Cox-regression model adjusted for potential confounders estimated hazard ratios (HR) for dementia onset in individuals with AGED triad + compared with AGED triad- (see Table 3 and Fig. 1 for details). This model revealed that AGED triad + had a significant higher risk of earlier conversion to dementia compared with AGED triad- (adjusted HR = 5.08, 95%CI 2.16 to 11.97, p < 0.001). When AGED triad- was broken down into apathy, gait slowness, and executive dysfunction, the model showed that the individuals with the AGED triad + remained with the highest risk of early dementia onset (adjusted HR 36.58, 95%CI 8.77 to 152.47, p < 0.0001) compared with none AGED factors, followed by gait slowness (adjusted HR 11.07, 95%CI 2.9 to 42.27, p = 0.0004), executive dysfunction (adjusted HR 9.36, 95%CI 2.43 to 36.1, p = 0.001), and apathy (adjusted HR 2.44, 95%CI 0.43 to 13.69, p = 0.30) (see Table 4 and Fig. 2 for details).
Fig. 1.
Hazard ratios plots with survival tables showing the cumulative risk of dementia over time
Fig. 2.
Hazard ratios plots with survival tables showing the cumulative risk of dementia over time in individuals with none (reference group), Executive dysfunction only, Gait slowness only, Apathy only or all three AGED factors (triad)

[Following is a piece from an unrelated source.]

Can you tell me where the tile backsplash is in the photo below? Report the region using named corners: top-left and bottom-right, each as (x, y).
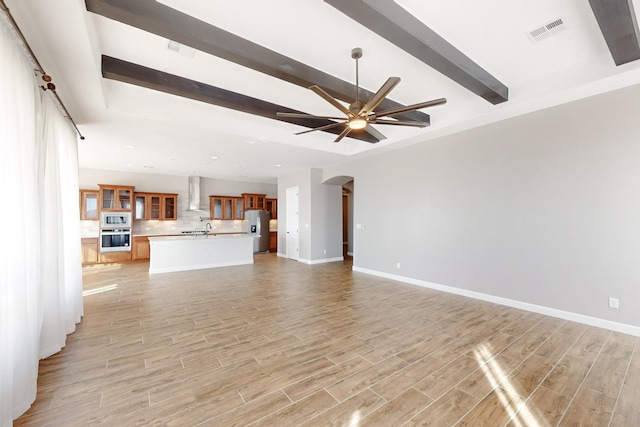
top-left (80, 211), bottom-right (278, 237)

Another Cox-regression model revealed an additive contribution of AGED factors to earlier dementia onset risk. This analysis showed that the risk of earlier dementia onset increased if individuals presented 1 to 3 AGED factors compared with zero AGED factors as follows: no AGED single (adjusted HR 7.16, 95%CI 2.29 to 23.31, p = 0.006); AGED dyad (adjusted HR 10.54, 95%CI 3.11 to 35.7, p = 0.0001); and AGED triad + (adjusted HR 30.07, 95%CI 7.84 to 115.26, p = 0.0000006) (Table 5 and Fig. 3 for details).
Fig. 3.
Hazard ratios plots with survival tables showing the cumulative risk of dementia over time in individuals with none, one (single), two (dyad) or three (triad) AGED factors
Association between AGED triad and modifiable vascular risk factors
From the five modifiable vascular risk factors selected for this study, only smoking history was not more prevalent in AGED triad + compared with AGED triad- (supplementary Table 1 for details). There was a higher prevalence of participants presenting more than 2, out of 5, modifiable vascular risk factors (i.e., high vascular risk burden) compared with AGED triad- (37.5% vs. 24.5%, respectively, supplementary Table 1). The prevalence of hypertension, diabetes, and high vascular risk burden linearly increased from none to three AGED factors (supplementary Table 2). Hypertension, obesity, and high cholesterol also increase the odds of AGED triad + membership although not statistically significant (p > 0.08). Noteworthy, high VRF burden (> 2 risk factors) and hypertension were significantly more prevalent in participants with obesity (46.4%, p < 0.001 and 55.1%, p = 0.02, respectively) than in non-obese participants (not shown in tables).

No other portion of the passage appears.